Kafka External Stream

You can read data from Apache Kafka (as well as Confluent Cloud, or Redpanda) in Proton with External Stream. Combining with Materialized View and Target Stream, you can also write data to Apache Kafka with External Stream.

CREATE EXTERNAL STREAM

Currently Timeplus external stream only supports Kafka API as the only type.

To create an external stream in Proton:

CREATE EXTERNAL STREAM [IF NOT EXISTS] stream_name (<col_name1> <col_type>)
SETTINGS type='kafka', brokers='ip:9092',topic='..',security_protocol='..',username='..',password='..',sasl_mechanism='..',data_format='..',kafka_schema_registry_url='..',kafka_schema_registry_credentials='..',ssl_ca_cert_file='..'

The supported values for security_protocol are:

PLAINTEXT: when this option is omitted, this is also the default value.
SASL_SSL: when this value is set, username and password should be specified.
- If you need to specify own SSL certification file, add another setting ssl_ca_cert_file='/ssl/ca.pem'
- Skipping the SSL certification verfication is not supported yet.

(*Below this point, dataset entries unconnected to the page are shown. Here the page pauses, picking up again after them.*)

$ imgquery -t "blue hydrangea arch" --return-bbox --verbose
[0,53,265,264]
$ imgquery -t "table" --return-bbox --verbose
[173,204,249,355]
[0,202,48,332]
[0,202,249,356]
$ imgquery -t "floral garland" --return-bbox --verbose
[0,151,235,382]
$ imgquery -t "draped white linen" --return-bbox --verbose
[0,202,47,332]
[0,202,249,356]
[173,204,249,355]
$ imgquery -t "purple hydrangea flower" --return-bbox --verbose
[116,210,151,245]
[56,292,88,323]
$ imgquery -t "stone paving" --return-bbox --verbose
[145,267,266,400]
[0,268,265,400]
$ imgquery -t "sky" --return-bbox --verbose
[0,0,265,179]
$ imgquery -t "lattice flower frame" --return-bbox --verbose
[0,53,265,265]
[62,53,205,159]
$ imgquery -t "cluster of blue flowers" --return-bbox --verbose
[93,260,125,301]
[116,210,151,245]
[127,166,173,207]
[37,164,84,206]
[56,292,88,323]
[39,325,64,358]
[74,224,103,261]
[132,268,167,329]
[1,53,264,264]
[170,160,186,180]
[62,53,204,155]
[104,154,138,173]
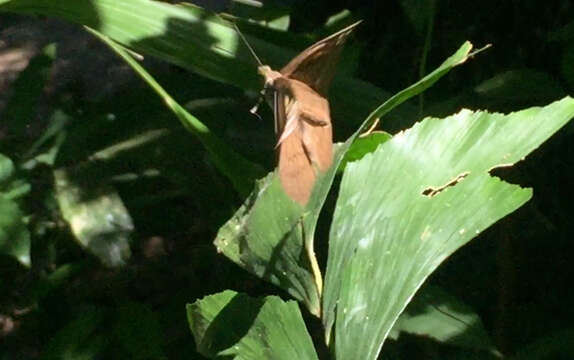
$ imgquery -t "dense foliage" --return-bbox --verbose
[0,0,573,358]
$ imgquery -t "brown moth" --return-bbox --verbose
[253,21,361,205]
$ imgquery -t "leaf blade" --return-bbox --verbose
[187,290,319,360]
[326,97,574,359]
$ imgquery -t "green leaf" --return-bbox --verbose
[319,41,477,338]
[32,262,87,300]
[393,285,498,354]
[0,154,30,266]
[0,196,30,267]
[0,0,257,87]
[54,167,133,267]
[216,42,476,317]
[214,172,323,314]
[0,154,14,182]
[339,131,392,171]
[324,97,574,359]
[187,290,318,360]
[22,109,69,168]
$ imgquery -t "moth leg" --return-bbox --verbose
[276,98,301,148]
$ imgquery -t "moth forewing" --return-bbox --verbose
[284,79,332,172]
[270,79,332,204]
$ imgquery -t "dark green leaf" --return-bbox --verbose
[42,305,109,360]
[394,285,498,354]
[87,27,264,197]
[511,329,574,360]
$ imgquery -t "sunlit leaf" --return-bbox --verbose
[339,131,392,171]
[325,97,574,359]
[187,290,318,360]
[321,41,477,337]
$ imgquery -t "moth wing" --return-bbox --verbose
[280,21,361,96]
[287,80,333,172]
[275,90,316,205]
[300,105,332,173]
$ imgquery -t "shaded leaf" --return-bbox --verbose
[473,69,565,105]
[187,290,318,360]
[394,285,498,354]
[22,109,69,168]
[0,154,30,266]
[325,97,574,359]
[87,27,264,197]
[54,167,133,267]
[42,305,109,360]
[511,329,574,360]
[32,262,87,300]
[0,196,30,267]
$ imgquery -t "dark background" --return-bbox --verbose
[0,0,573,358]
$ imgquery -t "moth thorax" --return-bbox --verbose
[258,65,282,86]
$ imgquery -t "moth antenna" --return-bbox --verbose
[233,22,263,67]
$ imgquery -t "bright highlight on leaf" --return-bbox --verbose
[54,168,134,267]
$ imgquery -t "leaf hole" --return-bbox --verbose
[422,172,469,197]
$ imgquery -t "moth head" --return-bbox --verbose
[258,65,282,87]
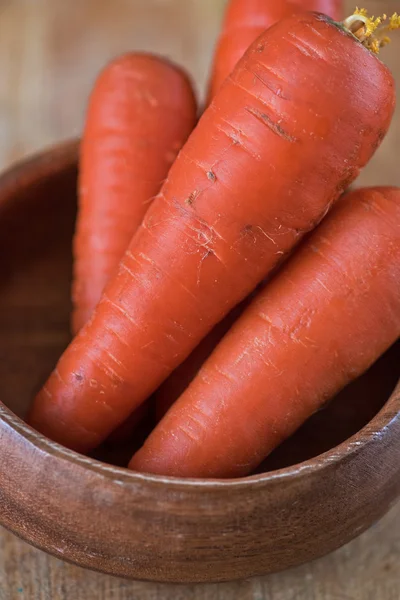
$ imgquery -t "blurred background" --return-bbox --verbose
[0,0,399,187]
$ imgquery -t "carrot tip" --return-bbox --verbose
[342,9,400,54]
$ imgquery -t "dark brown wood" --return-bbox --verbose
[0,141,399,584]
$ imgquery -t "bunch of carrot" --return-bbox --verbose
[28,2,400,479]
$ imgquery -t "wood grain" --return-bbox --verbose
[1,504,399,600]
[0,0,399,598]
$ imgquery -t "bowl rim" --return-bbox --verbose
[0,138,399,490]
[1,380,399,490]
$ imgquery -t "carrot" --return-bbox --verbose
[155,260,300,421]
[29,10,395,453]
[117,299,249,431]
[72,53,197,333]
[292,0,341,14]
[154,278,270,420]
[207,0,343,101]
[155,302,247,421]
[130,186,400,478]
[106,401,151,443]
[117,302,250,435]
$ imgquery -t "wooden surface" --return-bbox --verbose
[0,0,399,598]
[1,510,399,599]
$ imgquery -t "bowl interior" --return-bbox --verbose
[0,161,398,474]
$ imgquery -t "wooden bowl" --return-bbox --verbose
[0,140,399,584]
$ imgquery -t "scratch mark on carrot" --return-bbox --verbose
[255,225,277,246]
[176,423,201,443]
[185,190,199,205]
[137,251,157,266]
[186,413,208,433]
[287,30,328,62]
[252,68,291,101]
[315,277,331,293]
[42,385,52,398]
[213,364,236,384]
[119,261,141,282]
[289,332,308,347]
[53,368,66,386]
[197,249,214,286]
[245,106,298,143]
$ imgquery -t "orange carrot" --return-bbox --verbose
[29,12,394,453]
[106,401,151,443]
[155,302,247,421]
[116,305,248,436]
[130,187,400,478]
[154,249,303,421]
[207,0,343,101]
[155,0,345,421]
[72,53,197,333]
[292,0,342,15]
[117,300,250,431]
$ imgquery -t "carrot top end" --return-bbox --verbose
[342,9,400,54]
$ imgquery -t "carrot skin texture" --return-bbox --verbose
[131,187,400,478]
[155,302,248,421]
[29,13,394,453]
[207,0,343,101]
[118,302,251,435]
[72,53,197,333]
[121,298,250,430]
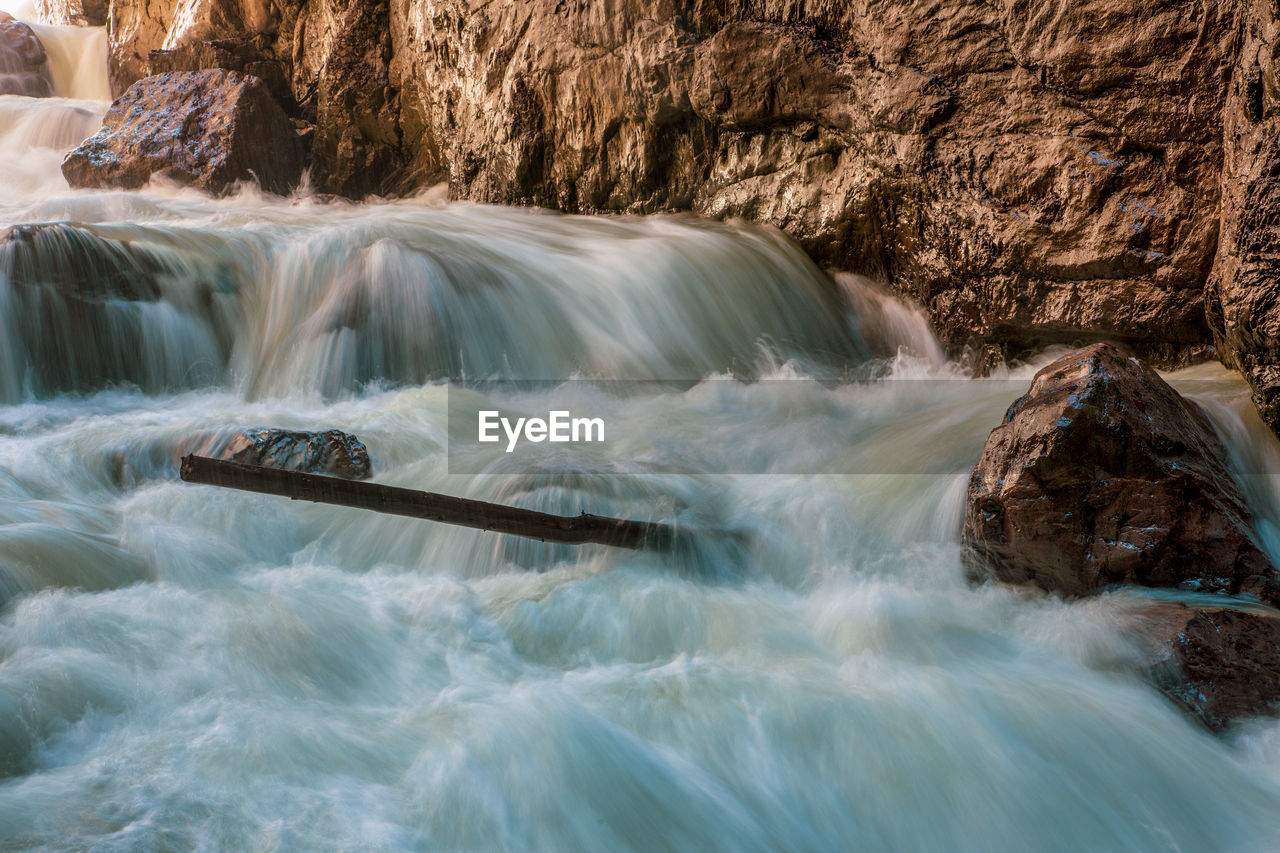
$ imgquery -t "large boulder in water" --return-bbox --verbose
[61,69,305,195]
[185,428,372,479]
[963,343,1278,602]
[0,15,52,98]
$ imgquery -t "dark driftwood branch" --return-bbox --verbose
[179,455,675,551]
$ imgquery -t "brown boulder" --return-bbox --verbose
[963,343,1278,601]
[1127,602,1280,730]
[61,69,305,195]
[186,428,372,479]
[0,17,51,98]
[148,39,296,113]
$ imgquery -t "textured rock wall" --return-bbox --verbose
[1208,0,1280,435]
[92,0,1280,413]
[386,0,1236,366]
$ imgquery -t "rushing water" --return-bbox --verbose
[2,13,1280,852]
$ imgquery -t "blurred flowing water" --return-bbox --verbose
[1,10,1280,852]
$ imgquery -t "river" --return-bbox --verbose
[2,15,1280,852]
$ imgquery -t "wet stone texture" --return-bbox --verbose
[963,343,1278,602]
[187,428,372,479]
[61,69,305,195]
[1127,602,1280,731]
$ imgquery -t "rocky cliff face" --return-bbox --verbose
[390,0,1236,368]
[79,0,1280,421]
[1208,0,1280,436]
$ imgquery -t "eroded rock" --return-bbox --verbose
[148,39,295,112]
[1207,0,1280,440]
[35,0,107,27]
[1127,602,1280,730]
[963,343,1278,601]
[0,16,51,98]
[61,69,305,195]
[186,428,372,479]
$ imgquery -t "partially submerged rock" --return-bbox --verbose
[963,343,1278,602]
[61,69,305,195]
[0,16,51,98]
[187,428,371,479]
[1126,602,1280,731]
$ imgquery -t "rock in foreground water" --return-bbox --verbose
[963,343,1277,602]
[188,428,372,479]
[0,15,51,98]
[1126,602,1280,731]
[62,69,304,195]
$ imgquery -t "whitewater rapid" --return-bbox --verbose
[2,12,1280,852]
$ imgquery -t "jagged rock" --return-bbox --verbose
[1127,602,1280,730]
[108,0,285,96]
[107,0,396,196]
[292,0,404,196]
[963,343,1278,601]
[61,70,305,195]
[186,428,372,479]
[148,39,295,113]
[0,16,51,98]
[386,1,1225,366]
[1207,0,1280,440]
[34,0,107,27]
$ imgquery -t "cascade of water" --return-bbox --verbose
[1,13,1280,851]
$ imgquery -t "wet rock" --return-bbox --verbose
[0,16,51,98]
[108,0,285,95]
[291,0,403,196]
[148,39,295,113]
[963,343,1278,602]
[385,0,1224,366]
[108,0,399,196]
[187,428,372,479]
[1127,602,1280,731]
[35,0,107,27]
[61,69,305,195]
[100,0,1280,400]
[1207,0,1280,440]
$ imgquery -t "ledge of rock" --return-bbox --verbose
[34,0,107,27]
[963,343,1278,602]
[1126,602,1280,731]
[185,428,371,479]
[0,14,51,98]
[61,69,305,195]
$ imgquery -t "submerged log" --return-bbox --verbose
[180,455,675,551]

The supported values for sasl_mechanism are:

PLAIN: when you set security_protocol to SASL_SSL, this is the default value for sasl_mechanism.
SCRAM-SHA-256
SCRAM-SHA-512

The supported values for data_format are:

ProtobufSingle: for single Protobuf message per Kafka message
Protobuf: there could be multiple Protobuf messages in a single Kafka message.
Avro: added in Proton 1.5.2

Connect to local Kafka or Redpanda

Example:

CREATE EXTERNAL STREAM ext_github_events(raw string)
SETTINGS type='kafka', 
         brokers='localhost:9092',
         topic='github_events'

Connect to Confluent Cloud

Example:

CREATE EXTERNAL STREAM ext_github_events(raw string)
SETTINGS type='kafka', 
         brokers='pkc-1234.us-west-2.aws.confluent.cloud:9092',
         topic='github_events',
         security_protocol='SASL_SSL', 
         username='..', 
         password='..'

Connect to Apache Kafka service on Aiven

You can connect Proton with the Kafka service on Avien Cloud.

Example:

CREATE EXTERNAL STREAM ext_stream(raw string)
SETTINGS type='kafka', 
         brokers='name.a.aivencloud.com:28864',
         topic='topic',
         security_protocol='SASL_SSL', 
         sasl_mechanism='SCRAM-SHA-256',
         username='avnadmin', 
         password='..',
         ssl_ca_cert_file='/kafka.cert'

Make sure the ssl_ca_cert_file can be accessed via Proton. You can do so via:

chown timeplus:timeplus kafka.cert
chmod 400 kafka.cert

Connect to WarpStream

You can connect Proton with local deployment of WarpStream or WarpStream Serverless Cloud.

Example:

CREATE EXTERNAL STREAM ext_stream(raw string)
SETTINGS type='kafka', 
         brokers='serverless.prod-z.us-east-1.warpstream.com:9092',
         topic='topic',
         security_protocol='SASL_SSL', 
         username='..', 
         password='..'

Connect to Upstash

You can connect Proton with Upstash Serverless Kafka.

Example:

CREATE EXTERNAL STREAM ext_stream(raw string)
SETTINGS type='kafka', 
         brokers='grizzly-1234-us1-kafka.upstash.io:9092',
         topic='topic',
         security_protocol='SASL_SSL', 
         sasl_mechanism='SCRAM-SHA-256',
         username='..', 
         password='..'

More detailed instructions are available on Upstash Docs.

Define columns

Single column to read from Kafka

If the message in Kafka topic is in plain text format or JSON, you can create an external stream with only a raw column in string type.

Example:

CREATE EXTERNAL STREAM ext_github_events
         (raw string)
SETTINGS type='kafka', 
         brokers='localhost:9092',
         topic='github_events'

Then use query time JSON extraction functions or shortcut to access the values, e.g. raw:id.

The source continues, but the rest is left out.